恋時雨~恋、ときどき、涙~
〈今日、来てるの?〉


こくりと頷いた静奈が、きょろきょろと向こうの列を見渡す。


「あれ? おかしいなあ」


難しい顔をして、静奈は肩をすくめた。


「さっき、見かけたんだけど。ほら、あそこ。あそこ辺りに居たはずなんだけど」


静奈の指が差す方をおそるおそる見たけれど、それらしき姿はなかった。


わたしは、なぜか、ほっと胸を撫でおろしていた。


心の準備をまったくしていなかったというわけではない。


けれど、いざとなってみると、どんな顔で会えばいいのか分からなくなった。


〈いい。やっぱり、会わない方が〉


と弱気な事を言い出したわたしの手を掴んだのは、幸だった。


「何言うてんねん。
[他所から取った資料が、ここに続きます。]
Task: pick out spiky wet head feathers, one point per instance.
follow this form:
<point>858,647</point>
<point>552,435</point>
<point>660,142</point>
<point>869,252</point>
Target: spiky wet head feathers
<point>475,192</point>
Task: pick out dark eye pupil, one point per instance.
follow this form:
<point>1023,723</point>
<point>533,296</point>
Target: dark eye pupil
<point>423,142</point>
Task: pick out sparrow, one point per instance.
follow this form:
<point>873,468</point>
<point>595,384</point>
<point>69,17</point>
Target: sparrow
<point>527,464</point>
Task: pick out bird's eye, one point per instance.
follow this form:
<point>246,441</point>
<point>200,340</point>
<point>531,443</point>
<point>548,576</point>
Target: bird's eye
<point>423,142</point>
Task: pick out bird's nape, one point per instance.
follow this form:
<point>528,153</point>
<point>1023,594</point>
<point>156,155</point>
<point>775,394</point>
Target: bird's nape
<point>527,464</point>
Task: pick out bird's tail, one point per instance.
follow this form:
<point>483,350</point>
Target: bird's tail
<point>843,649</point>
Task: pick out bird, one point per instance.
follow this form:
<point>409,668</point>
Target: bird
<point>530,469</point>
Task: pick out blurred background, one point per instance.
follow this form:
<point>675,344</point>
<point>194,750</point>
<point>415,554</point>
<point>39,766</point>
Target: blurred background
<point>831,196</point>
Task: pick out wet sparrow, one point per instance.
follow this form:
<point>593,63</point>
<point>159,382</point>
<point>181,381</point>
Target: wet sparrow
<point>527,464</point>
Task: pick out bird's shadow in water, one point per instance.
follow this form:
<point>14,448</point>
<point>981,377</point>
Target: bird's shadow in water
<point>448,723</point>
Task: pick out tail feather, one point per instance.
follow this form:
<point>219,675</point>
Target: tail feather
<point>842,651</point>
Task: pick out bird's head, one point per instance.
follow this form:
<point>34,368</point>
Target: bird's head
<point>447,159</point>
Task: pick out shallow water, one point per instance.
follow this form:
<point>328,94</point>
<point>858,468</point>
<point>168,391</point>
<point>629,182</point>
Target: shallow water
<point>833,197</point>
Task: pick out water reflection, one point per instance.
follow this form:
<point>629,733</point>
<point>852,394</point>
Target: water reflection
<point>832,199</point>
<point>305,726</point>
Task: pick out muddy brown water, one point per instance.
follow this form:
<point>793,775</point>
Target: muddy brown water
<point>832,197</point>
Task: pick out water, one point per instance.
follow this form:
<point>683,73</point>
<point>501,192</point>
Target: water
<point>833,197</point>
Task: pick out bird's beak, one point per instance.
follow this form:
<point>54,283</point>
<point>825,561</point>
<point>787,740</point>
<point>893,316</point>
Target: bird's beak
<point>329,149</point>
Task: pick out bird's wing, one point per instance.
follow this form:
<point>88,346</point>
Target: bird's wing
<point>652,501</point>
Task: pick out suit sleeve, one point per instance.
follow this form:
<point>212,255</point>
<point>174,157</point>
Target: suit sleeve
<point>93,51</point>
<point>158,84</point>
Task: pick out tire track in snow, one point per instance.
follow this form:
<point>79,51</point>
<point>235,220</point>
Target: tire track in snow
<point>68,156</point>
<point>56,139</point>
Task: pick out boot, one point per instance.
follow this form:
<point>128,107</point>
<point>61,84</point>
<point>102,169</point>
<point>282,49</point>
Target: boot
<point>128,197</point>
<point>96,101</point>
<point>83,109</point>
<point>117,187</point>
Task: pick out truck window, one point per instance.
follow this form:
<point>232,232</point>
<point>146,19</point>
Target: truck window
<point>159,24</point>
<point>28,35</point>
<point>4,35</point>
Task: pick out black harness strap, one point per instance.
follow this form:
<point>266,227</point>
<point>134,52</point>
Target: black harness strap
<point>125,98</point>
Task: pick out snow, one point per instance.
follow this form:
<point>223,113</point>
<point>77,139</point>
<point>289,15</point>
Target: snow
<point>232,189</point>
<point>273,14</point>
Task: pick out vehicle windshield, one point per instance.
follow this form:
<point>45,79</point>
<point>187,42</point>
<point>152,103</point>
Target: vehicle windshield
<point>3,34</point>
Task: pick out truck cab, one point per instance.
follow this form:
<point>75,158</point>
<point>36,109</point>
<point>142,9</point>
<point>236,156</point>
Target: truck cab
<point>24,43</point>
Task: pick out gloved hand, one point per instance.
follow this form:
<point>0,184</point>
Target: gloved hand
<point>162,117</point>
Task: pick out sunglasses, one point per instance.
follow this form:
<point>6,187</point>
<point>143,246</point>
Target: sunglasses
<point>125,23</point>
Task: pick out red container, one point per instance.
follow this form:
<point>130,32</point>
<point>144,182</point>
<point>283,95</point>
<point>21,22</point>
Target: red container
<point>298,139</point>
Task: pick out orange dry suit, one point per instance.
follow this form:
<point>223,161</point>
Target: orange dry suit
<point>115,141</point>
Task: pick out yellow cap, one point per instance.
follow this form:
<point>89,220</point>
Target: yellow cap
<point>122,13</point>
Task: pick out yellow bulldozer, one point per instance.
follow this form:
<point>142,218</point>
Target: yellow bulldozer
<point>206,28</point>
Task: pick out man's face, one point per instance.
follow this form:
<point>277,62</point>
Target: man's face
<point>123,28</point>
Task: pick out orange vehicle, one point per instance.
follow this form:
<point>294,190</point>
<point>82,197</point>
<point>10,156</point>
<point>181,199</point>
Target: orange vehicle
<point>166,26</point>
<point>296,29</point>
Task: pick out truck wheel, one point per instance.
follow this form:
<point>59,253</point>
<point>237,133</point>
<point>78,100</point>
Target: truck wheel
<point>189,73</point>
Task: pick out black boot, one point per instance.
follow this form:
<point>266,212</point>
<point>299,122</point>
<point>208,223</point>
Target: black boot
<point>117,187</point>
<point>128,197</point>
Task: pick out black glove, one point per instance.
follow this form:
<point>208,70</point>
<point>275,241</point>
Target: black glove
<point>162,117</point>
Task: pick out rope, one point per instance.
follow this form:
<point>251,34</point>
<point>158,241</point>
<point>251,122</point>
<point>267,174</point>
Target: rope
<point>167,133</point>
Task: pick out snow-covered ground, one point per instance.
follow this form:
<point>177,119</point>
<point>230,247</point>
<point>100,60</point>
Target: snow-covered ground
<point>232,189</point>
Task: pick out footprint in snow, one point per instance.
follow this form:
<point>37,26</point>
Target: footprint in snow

もう、逃げたりせんて言うてたやんか」


肩をすくめてうつむいたわたしの顔を、静奈が扇ぐ。


顔を上げると、静奈はバックに映える青空のように微笑んでいた。


「はい、これ」


……え?


わたしは瞬きを繰り返した。


天使のような微笑みを浮かべる静奈がわたしに持たせた物は、ブーケだった。


慌てて返そうとするわたしに、静奈は首を振る。


「今度は、真央の番だよ。だから、幸せのバトンタッチ」


次は真央が幸せになるの、そう言って、静奈はくるりと回れ右をして、


「良かった、夢だったの。いちばん大切な親友に、ブーケ渡すの」


にっこり笑ったあと、順也のところへ走って行った。


真っ白なウエディングドレスの袂を、バルーンのようにふわふわと弾ませて。


ウエディングドレスと同じ純白色の花々が、わたしの両手から今にもこぼれてしまいそうだ。


濃い白色の、プルメリア。


純白のミニバラ。


真っ白な花の隙間にアクセントを添えていたのは、バージンロードと同じロイヤルブルーのブルースター。